EC aid rules threaten regional airports

By Doug Newhouse |


The Assembly of European Regions (AER) and ACI EUROPE have denounced the European Commission’s proposed new Guidelines on State aid to airports and airlines.

 

 

Both organisations claim that these new Commission guidelines are “explicitly seeking to curb the public financing of airport infrastructure”, forcing national, regional and local authorities to inevitably have to comply with more constraining rules. These would limit their ability to invest in the development of new or existing airport infrastructure (investment aid) in addition to the financing of day-to-day operations of smaller airports (operating aid).

 

Both AER and ACI EUROPE say they are in favour of promoting fair competition and efficiency in public financing and attracting more private investment is a legitimate goal.
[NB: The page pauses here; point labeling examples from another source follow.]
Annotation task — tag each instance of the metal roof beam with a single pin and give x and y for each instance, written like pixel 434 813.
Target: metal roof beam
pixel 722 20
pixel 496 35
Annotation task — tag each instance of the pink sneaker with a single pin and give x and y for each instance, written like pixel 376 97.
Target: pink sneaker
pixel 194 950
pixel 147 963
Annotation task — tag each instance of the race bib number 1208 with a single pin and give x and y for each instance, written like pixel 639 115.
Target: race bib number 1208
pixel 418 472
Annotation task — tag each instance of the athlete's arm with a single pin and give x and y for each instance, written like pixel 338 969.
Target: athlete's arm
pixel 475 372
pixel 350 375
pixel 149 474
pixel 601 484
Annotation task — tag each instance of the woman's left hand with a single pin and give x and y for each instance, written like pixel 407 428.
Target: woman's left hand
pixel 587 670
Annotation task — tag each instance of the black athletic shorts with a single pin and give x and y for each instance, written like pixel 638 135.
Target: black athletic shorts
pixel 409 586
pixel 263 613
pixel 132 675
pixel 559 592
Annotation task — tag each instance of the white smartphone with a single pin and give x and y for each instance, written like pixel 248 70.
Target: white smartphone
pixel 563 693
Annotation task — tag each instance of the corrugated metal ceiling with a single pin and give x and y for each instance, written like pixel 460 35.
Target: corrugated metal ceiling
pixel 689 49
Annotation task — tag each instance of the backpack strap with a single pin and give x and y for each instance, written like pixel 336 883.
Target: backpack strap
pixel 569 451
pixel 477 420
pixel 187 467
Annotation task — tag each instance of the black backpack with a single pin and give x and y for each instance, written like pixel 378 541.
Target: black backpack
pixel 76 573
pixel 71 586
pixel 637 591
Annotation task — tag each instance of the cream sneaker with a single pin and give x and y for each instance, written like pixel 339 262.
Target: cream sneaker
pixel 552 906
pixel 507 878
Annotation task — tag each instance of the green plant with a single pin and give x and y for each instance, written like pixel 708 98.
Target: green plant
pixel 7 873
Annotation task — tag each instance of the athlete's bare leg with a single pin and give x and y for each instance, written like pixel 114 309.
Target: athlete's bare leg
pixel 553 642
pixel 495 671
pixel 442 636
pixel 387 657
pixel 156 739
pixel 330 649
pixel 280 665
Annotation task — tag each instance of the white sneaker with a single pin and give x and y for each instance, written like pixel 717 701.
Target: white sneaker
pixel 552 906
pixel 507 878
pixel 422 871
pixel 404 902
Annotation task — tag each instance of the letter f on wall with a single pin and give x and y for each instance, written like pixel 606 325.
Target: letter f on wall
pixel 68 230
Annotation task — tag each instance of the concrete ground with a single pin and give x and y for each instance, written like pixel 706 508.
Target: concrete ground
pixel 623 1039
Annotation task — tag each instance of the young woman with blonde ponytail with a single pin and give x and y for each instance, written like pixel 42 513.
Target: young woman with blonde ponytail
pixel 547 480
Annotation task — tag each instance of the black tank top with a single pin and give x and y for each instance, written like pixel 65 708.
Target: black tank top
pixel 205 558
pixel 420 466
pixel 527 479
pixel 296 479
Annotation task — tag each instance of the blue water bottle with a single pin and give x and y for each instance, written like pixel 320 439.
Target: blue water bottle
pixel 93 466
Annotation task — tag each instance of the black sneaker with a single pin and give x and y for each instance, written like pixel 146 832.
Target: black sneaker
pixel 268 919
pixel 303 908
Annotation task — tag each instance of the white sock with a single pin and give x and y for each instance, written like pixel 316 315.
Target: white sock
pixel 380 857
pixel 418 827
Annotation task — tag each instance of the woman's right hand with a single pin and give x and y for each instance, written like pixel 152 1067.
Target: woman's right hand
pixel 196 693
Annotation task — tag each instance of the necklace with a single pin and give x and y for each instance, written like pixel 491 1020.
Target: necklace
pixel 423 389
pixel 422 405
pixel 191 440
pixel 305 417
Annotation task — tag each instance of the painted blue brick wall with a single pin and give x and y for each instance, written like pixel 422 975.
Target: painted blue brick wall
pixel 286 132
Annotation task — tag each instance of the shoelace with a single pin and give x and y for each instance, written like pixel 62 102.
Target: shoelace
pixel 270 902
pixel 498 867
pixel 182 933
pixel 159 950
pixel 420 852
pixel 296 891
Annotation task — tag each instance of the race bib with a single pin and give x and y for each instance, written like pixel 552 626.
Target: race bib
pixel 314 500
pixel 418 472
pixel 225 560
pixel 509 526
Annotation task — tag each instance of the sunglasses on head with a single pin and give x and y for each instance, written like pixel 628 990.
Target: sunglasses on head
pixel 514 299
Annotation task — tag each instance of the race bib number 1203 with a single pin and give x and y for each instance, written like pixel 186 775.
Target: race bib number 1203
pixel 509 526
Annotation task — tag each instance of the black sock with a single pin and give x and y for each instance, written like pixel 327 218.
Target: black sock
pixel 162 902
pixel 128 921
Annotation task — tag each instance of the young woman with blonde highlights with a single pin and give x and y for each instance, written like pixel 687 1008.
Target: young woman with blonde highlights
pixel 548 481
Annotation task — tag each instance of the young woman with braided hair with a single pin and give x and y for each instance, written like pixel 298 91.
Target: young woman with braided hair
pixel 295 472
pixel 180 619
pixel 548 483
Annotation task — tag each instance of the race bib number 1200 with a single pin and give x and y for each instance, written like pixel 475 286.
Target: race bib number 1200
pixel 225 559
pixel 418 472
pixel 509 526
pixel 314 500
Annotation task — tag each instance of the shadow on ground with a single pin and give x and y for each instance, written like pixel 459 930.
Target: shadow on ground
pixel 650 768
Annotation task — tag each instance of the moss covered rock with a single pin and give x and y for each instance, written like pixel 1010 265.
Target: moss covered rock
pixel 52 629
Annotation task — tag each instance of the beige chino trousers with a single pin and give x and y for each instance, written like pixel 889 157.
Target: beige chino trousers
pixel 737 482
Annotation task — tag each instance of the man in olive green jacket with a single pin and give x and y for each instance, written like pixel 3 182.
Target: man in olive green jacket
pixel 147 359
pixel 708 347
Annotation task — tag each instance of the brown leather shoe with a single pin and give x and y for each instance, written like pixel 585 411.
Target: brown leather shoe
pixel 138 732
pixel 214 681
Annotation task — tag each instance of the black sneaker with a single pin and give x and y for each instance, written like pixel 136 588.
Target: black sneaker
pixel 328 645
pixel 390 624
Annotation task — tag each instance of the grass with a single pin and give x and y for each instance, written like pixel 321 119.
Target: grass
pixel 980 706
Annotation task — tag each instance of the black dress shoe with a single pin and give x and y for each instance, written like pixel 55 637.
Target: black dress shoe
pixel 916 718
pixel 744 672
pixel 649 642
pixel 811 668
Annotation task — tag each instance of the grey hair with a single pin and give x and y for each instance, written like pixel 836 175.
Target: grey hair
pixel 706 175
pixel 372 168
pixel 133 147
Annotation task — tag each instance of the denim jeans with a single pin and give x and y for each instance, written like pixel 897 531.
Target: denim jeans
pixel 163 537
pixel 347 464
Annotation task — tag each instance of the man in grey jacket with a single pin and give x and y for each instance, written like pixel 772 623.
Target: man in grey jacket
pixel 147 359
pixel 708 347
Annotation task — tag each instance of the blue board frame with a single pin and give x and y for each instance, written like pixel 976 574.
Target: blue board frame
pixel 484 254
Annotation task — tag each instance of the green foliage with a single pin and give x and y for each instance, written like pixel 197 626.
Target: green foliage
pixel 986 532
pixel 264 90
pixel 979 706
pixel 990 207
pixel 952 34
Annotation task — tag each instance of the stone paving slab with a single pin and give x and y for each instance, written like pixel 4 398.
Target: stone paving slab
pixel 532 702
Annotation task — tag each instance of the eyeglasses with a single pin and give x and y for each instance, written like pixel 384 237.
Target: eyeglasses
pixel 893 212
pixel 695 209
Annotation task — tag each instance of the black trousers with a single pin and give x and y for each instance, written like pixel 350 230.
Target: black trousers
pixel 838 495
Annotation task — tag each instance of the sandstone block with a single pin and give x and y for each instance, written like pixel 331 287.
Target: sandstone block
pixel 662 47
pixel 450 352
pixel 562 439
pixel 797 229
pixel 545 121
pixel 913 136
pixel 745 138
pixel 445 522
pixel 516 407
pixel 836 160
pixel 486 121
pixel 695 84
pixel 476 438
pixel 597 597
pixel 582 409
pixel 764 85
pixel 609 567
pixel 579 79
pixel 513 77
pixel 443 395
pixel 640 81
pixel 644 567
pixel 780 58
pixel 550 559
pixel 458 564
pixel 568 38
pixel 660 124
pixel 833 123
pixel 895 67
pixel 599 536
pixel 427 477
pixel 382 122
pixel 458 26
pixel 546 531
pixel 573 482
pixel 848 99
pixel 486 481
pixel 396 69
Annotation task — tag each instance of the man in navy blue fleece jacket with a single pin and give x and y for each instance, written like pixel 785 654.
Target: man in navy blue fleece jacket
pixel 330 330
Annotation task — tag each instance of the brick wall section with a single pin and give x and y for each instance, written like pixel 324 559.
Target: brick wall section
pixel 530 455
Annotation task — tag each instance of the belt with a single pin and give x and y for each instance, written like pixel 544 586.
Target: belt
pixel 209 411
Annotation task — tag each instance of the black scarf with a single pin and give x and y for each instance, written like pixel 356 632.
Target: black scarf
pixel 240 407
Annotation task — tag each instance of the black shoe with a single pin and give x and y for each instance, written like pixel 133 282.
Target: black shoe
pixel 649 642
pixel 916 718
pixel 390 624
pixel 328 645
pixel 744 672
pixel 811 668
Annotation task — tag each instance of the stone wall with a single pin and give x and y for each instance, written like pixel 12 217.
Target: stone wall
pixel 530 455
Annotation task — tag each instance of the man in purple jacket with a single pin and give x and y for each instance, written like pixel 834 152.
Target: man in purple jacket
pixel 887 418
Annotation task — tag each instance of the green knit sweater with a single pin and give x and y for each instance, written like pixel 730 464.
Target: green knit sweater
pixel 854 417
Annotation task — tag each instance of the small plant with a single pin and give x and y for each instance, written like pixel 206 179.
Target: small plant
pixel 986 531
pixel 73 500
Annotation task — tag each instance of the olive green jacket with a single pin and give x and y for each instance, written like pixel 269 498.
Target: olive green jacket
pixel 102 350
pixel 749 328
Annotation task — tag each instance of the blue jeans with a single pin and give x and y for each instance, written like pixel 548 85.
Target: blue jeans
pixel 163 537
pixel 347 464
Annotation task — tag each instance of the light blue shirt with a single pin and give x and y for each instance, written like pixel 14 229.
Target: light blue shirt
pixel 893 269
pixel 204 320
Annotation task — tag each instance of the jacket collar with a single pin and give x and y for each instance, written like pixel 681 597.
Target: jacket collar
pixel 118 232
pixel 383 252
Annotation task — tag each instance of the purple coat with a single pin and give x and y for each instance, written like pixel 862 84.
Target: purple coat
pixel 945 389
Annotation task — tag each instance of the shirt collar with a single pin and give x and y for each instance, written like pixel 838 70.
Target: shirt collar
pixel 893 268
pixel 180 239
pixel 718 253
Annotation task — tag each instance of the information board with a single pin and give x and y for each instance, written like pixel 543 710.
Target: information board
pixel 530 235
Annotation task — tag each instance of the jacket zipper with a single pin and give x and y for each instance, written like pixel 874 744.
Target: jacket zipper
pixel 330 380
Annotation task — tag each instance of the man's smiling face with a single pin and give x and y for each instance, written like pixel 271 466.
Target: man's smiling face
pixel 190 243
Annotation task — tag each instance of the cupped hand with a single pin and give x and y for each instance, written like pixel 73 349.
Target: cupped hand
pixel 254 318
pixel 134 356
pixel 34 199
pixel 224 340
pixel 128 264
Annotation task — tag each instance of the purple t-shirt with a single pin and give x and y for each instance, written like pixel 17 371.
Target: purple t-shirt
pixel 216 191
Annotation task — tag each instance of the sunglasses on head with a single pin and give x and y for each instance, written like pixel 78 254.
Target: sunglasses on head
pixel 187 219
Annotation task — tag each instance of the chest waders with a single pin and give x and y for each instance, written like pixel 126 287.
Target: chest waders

But they claim to be “extremely concerned” with some of the Commission’s proposals, which they say will affect regional airports in particular.

 

Under the Commission’s new proposed guidelines and following a 10-year transitional period, regional airports with more than 200,000 passengers a year will no longer be able to receive public operating aid. AER and ACI EUROPE say that instead, they will have to raise their passenger and airline fees to fully cover their costs.

 

Not surprisingly, both organisations say that such a proposal displays ignorance as to the economic realities of the airport business, considering full cost recovery through user charges is already unobtainable due to the extremely high capital intensity and fixed costs. They argue rightly that this is most pronounced at smaller airports, where economics dictates that these costs need to be covered by revenues from fewer airlines and a much smaller number of passengers.

 

Olivier Jankovec, Director General ACI EUROPE.

 

POTENTIALLY SEVERE DAMAGE

Both AER and ACI say that if these proposals are approved, then there will be a loss of air services, decreasing connectivity, or even potential airport closures. This will result in disastrous consequences for the regional communities they serve and not the least tourism on top of basic transportation losses to remote regions in many instances.

 

Per Inge Bjerknes, Chairman of the AER Working Group on Regional Airports and Vice-Chairman of the County Council of Østfold (N) said: “For our Regions, there is no escaping the fact that airports are strategic public infrastructure and that they need to be treated as such. In particular, for peripheral and scarcely populated regions, the connectivity they afford is essential and unparalleled – it allows more than five million jobs across Europe and needs to be supported, not degraded. Part of these new State aid rules seem to show that the Commission is more concerned with fiscal austerity than promoting growth and jobs. They absolutely need to be reconsidered”.

 

Beyond regional airports, the Commission is also looking at prohibiting investment aid at larger airports. While these airports are usually able to self-finance their development, public aid can still be required for one-off landmark airport projects involving massive investment. The Commission proposal is in sharp contrast to the way airport development is being financed outside Europe in both developed and emerging economies. Public financing is an essential part of airport infrastructure development not only in the Gulf and Asia, but also in the United States.

 

 

Olivier Jankovec, Director General ACI EUROPE said: “These new rules – and in particular the 200,000 passenger threshold – risk condemning small regional airports to limit their development or to close down. They are also introducing limitations on public financing of airport development, which fly in the face of the airport capacity crunch brewing here in Europe – a move that would probably be considered foolhardy in the rest of the World. Clearly, these proposals have not been properly thought through in terms of their impact on our sector and beyond on the wider European economy.”

 

He added: “We fail to understand the overt discrimination these rules would introduce in favour of the competing rail sector, which gets an astonishing and unquestioned €32billion of public aid every year.”